There is a nonsense with regard to the MPs' expenses scandal which has started to take hold.
It is an obvious spin, an obvious attempt to deflect attention away from the main story and has the usual Mandelsonian paw-marks all over it. We are supposed to have our eyes diverted to the awful spectacle that journalists and reporters also fiddle their expenses. In fact, their sins are far more egregious than those of poor, overworked politicians, who only keep claiming mortgage allowancews for houses they have already paid for because the poor dears are so overworked and anyway, they are so incompetent and inept with sums, they could not possible be expected to manage their own household accounts.
Except for the fact that newspapers are commercial operations and if they either choose or fall into a lackadaisical accountancy regine, that is their problem. Their shareholders may eventually pull them up over it if they lose too much money this way, but the shareholders can choose not to invest their money in the enterprise and can pull it out when they wish.

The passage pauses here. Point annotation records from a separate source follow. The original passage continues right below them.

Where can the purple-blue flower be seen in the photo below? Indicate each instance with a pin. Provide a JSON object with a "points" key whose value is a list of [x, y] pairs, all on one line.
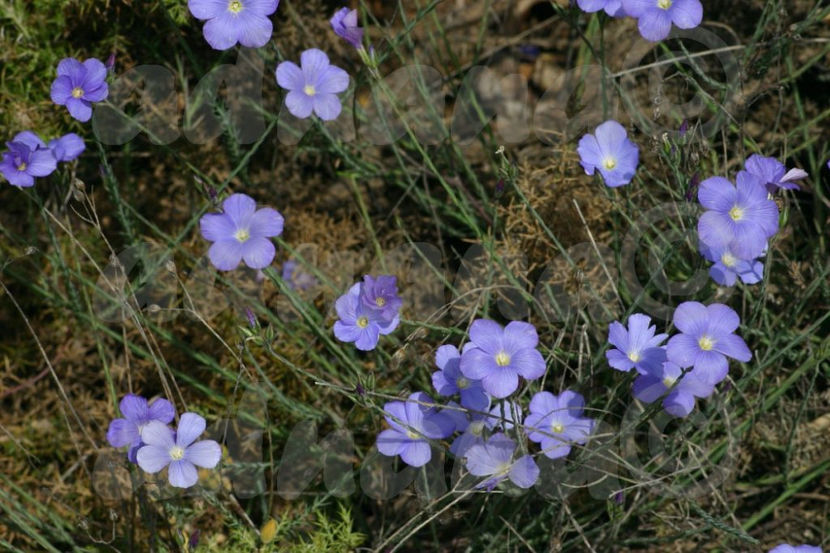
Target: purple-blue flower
{"points": [[612, 7], [381, 294], [137, 415], [345, 25], [611, 152], [741, 218], [232, 21], [413, 423], [359, 324], [241, 232], [655, 17], [314, 87], [27, 157], [638, 347], [681, 400], [494, 459], [449, 381], [707, 338], [773, 174], [556, 422], [68, 147], [728, 266], [787, 548], [177, 450], [498, 356], [79, 85]]}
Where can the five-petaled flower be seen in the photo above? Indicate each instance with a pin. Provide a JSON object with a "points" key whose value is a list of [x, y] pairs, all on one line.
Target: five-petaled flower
{"points": [[707, 338], [241, 232], [137, 415], [314, 86], [79, 85], [610, 152], [498, 356], [27, 157], [556, 422], [177, 450], [230, 21], [413, 423], [741, 218], [638, 347], [655, 17], [495, 459]]}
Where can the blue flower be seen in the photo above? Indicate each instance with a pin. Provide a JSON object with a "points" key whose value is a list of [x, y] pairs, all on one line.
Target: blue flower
{"points": [[611, 152]]}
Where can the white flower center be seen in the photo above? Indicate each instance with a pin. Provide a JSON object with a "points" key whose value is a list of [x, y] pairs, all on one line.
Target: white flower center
{"points": [[736, 213], [242, 235]]}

MPs have been stealing money from taxpayers who have no say-so in whether their taxes are collected - unless they are rich enough to avoid paying any or all of it, of course.
The attempt here is to make us all, by extension, feel that what MPs are doing is nothing more than when we inadvertently put a company pen in our pocket on the way home or use the company telephone to call for an ambulance when we have just shredded our leg on a piece of unsafe company equipment.
We are supposed to think: "There but for the grace of God go I" except that we never will because we do not have moral shaped holes in our brain and we are not thieving bastard scum like politicians.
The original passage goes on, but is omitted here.